John Hopfield in 1982, proposed a neat idea. It was a network that could store memories and recall them when presented with a partial cue. There are many tutorials out there on the Hopfield network (my personal favorite is https://neuronaldynamics.epfl.ch/online/Ch17.S1.html, the original paper is a great read as well.).
These networks are highly studied. Despite their limitations and non-biological nature, they are still very popular among neuroscientists for their simplicity and tractability.
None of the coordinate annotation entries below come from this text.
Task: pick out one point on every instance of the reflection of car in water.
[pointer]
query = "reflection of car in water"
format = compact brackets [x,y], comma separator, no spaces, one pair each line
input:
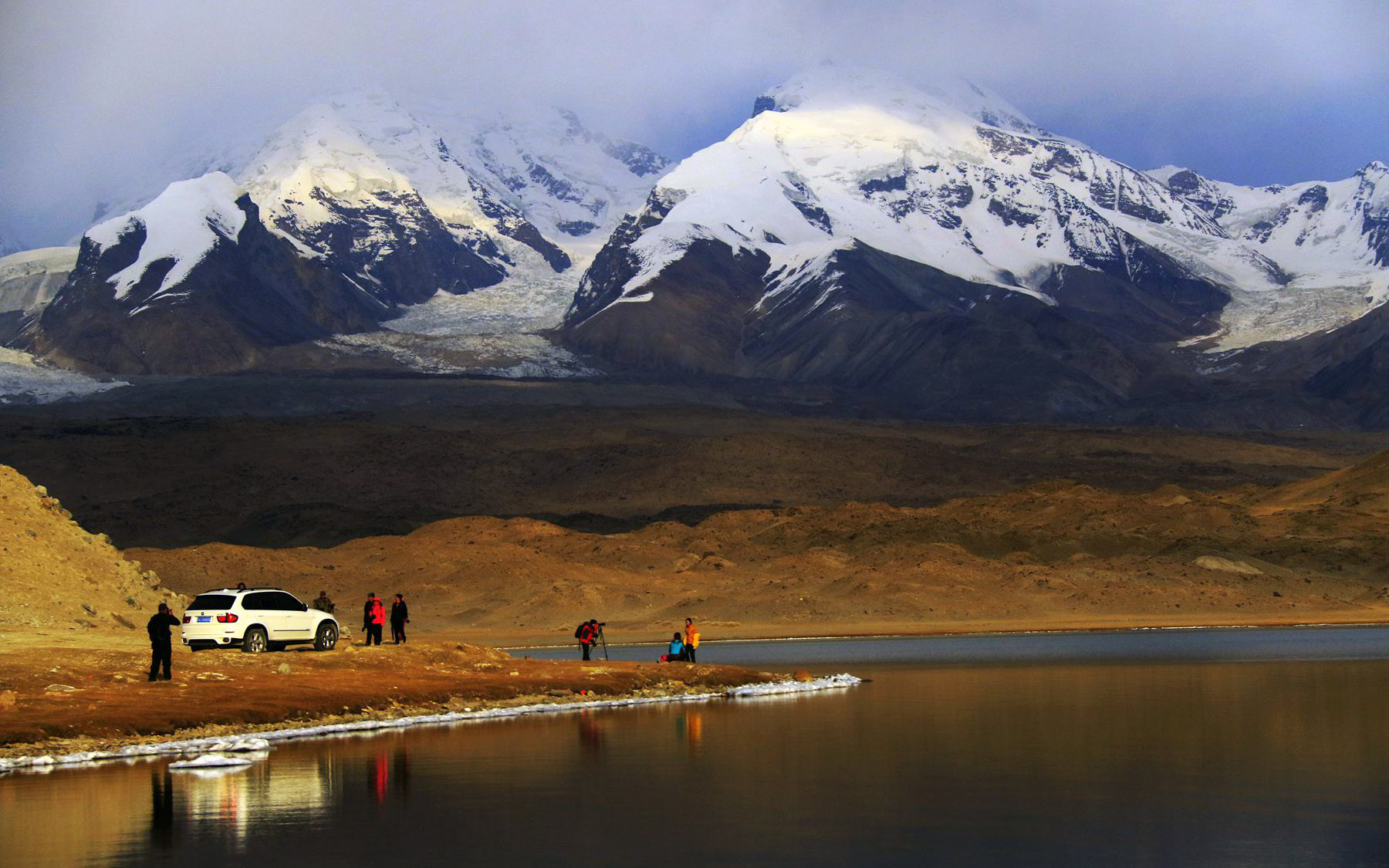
[238,798]
[257,620]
Their storage capacity is barely enough: a network with N neurons stores roughly 0.14N memories (still linear though).
This note is about recent progress on these networks proposed by Krotov and Hopfield in 2016, which has shown great promise in practice e.g., Hopfield Networks is All You Need (vis-à-vis Attention is all you need).
There are two major feats achieved in this work.
- Dense networks can store many more memories than the number of neurons using rectified polynomials (ee note: a polynomial signal generator and a diode in series) in the update rule probably because higher order polynomials can easily tease apart two patterns that looks tightly correlated to the traditional update rule. These are very non-biological!
- They pointed out a connection or a duality between recurrent networks of Hopfield type and feedforward networks. Specifically, they work out how the activation function of the feedforward network is related to the update rule in the Hopfield network.
A sidenote
A long time ago, a Russian psychologist wrote a book The Mind of a Mnemonist, about a person who couldn’t forget anything. He could recall all the details from any meeting years ago almost flawlessly. The cost of this seemingly endless memory capacity was the inability to generalize or to see patterns. For him, there is no difference between these two lists of numbers: [1,2,3,4,5,6,7…,9] and [9,1,2,4,7,8..]. If he were a deer, he would never be able to learn that “all tigers are dangerous”; only that particular tiger with that particular stripe pattern who attacked him on that particular day is dangerous!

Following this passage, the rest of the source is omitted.